"The present government has much to answer when it comes to right of privacy of citizens. They are are now trying to do it everywhere what was happening in one state. Both Modi and Amit Shah are now here.
"It is not confined to one person. It is much deeper. The practice that they had adopted in Gujarat, they want to carry it out now every where," party spokesperson Anand Sharma told reporters at the All India Congress Committee office in Delhi.
He had also justified his remarks in an interview, claiming that senior opposition leaders' phones are being "tapped" and surveillance is being carried on them.

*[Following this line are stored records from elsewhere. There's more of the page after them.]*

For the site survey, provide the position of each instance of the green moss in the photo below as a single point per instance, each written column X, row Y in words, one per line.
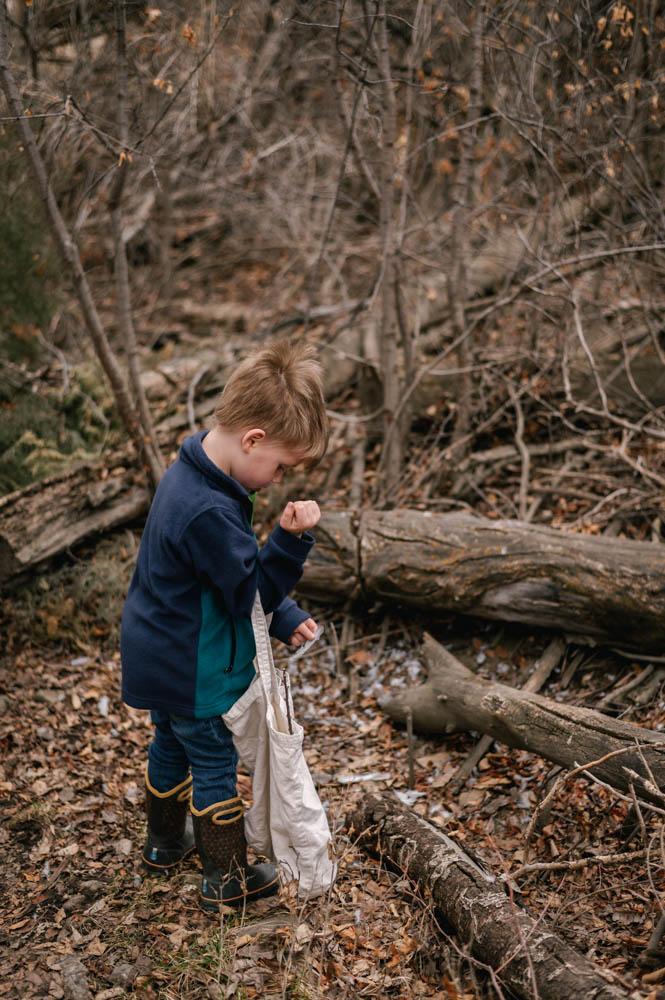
column 43, row 431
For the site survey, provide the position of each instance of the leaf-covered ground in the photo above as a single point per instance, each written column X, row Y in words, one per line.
column 80, row 918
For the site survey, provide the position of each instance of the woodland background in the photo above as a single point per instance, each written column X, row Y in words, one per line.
column 462, row 205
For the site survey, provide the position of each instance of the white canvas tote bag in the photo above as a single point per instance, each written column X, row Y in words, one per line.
column 287, row 821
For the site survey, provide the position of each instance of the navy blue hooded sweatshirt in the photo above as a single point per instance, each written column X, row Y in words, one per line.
column 186, row 642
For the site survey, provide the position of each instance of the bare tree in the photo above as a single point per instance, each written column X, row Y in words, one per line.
column 69, row 254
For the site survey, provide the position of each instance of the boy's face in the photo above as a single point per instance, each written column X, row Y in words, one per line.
column 261, row 462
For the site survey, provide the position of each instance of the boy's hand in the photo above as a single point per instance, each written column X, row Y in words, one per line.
column 305, row 631
column 300, row 516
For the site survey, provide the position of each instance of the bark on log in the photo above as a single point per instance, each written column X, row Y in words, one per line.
column 454, row 699
column 532, row 959
column 50, row 516
column 607, row 590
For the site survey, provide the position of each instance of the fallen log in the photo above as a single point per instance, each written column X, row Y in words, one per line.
column 609, row 590
column 622, row 755
column 53, row 515
column 526, row 954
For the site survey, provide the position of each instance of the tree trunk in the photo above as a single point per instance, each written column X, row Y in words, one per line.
column 69, row 254
column 608, row 590
column 529, row 958
column 455, row 699
column 51, row 516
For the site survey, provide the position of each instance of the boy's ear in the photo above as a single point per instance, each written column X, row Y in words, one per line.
column 251, row 438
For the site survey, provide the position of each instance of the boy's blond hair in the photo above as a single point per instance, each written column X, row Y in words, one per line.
column 280, row 389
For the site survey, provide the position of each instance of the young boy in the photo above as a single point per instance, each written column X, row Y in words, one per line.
column 187, row 643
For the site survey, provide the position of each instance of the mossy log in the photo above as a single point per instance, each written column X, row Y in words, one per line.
column 523, row 951
column 607, row 590
column 53, row 515
column 453, row 699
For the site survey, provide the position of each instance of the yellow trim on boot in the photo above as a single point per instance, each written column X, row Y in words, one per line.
column 184, row 789
column 223, row 813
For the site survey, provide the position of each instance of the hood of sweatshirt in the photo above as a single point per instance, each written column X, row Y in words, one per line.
column 192, row 451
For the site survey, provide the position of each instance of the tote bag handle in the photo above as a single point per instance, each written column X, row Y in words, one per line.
column 266, row 667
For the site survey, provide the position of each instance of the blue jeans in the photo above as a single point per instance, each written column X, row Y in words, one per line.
column 203, row 745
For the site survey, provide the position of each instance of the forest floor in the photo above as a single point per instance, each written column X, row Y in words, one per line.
column 81, row 919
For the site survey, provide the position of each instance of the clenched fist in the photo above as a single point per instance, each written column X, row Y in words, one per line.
column 299, row 516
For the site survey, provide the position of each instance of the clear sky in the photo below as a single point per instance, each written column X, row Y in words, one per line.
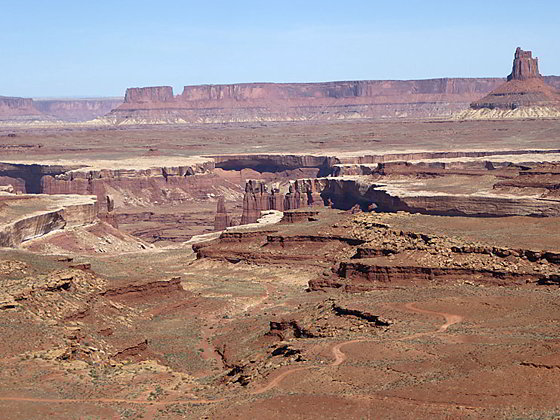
column 100, row 47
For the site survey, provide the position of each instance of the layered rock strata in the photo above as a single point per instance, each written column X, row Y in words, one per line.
column 525, row 90
column 26, row 217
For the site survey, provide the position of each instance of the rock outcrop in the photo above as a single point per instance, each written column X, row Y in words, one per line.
column 76, row 110
column 221, row 220
column 148, row 95
column 524, row 66
column 253, row 102
column 42, row 215
column 18, row 109
column 525, row 88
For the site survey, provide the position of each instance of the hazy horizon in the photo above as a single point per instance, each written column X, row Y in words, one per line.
column 63, row 49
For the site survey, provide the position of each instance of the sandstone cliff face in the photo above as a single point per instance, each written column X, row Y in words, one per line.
column 221, row 220
column 524, row 66
column 355, row 192
column 71, row 212
column 18, row 109
column 76, row 110
column 134, row 186
column 148, row 95
column 301, row 101
column 525, row 88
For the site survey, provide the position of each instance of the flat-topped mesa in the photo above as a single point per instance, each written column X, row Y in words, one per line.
column 525, row 88
column 18, row 108
column 524, row 66
column 149, row 94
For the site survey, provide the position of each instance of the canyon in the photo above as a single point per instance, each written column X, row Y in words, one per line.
column 276, row 258
column 261, row 102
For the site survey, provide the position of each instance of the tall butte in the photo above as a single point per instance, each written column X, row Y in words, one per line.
column 525, row 88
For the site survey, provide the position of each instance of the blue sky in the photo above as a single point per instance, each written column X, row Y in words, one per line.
column 99, row 48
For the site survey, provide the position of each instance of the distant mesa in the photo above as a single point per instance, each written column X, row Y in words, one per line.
column 524, row 88
column 29, row 111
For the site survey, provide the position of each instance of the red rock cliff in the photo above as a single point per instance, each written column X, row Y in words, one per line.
column 524, row 66
column 149, row 94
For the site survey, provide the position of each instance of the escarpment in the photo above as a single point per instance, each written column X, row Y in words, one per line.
column 27, row 217
column 525, row 91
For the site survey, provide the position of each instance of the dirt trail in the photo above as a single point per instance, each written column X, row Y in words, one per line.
column 450, row 319
column 338, row 354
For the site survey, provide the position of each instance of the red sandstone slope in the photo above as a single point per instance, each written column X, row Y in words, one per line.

Asked whether he has any proof to back his allegation, Sharma said, "letters are not sent for phone tapping to polical leaders, judges and others...It can be proved only if the Prime Minister, Home Minister give letters to Opposition leaders regarding their phone tapping."
In Hyderabad, the BJP trashed the Congress allegation of snooping on Rahul Gandhi, saying the opposition party was bereft of issues and raking up non-issues.
"This is absolutely an atrocious charge by Congress and there is nobody snooping. Congress people don't know where Rahul is. So, how we will snoop. That's not the issue," Union Environment Minister Prakash Javadekar told reporters.
He was reacting to a query over the Congress accusing the Narendra Modi government of carrying out "political espionage" and "snooping" following the visit of a Delhi Police team to Gandhi's residence.
"It's a routine police procedure to which they (Congress) are over-reacting. I think Congress has lost the plot, and they are bereft of any issue. They have no public issue and therefore they are raising such issues which are non-issues," the senior BJP leader asserted.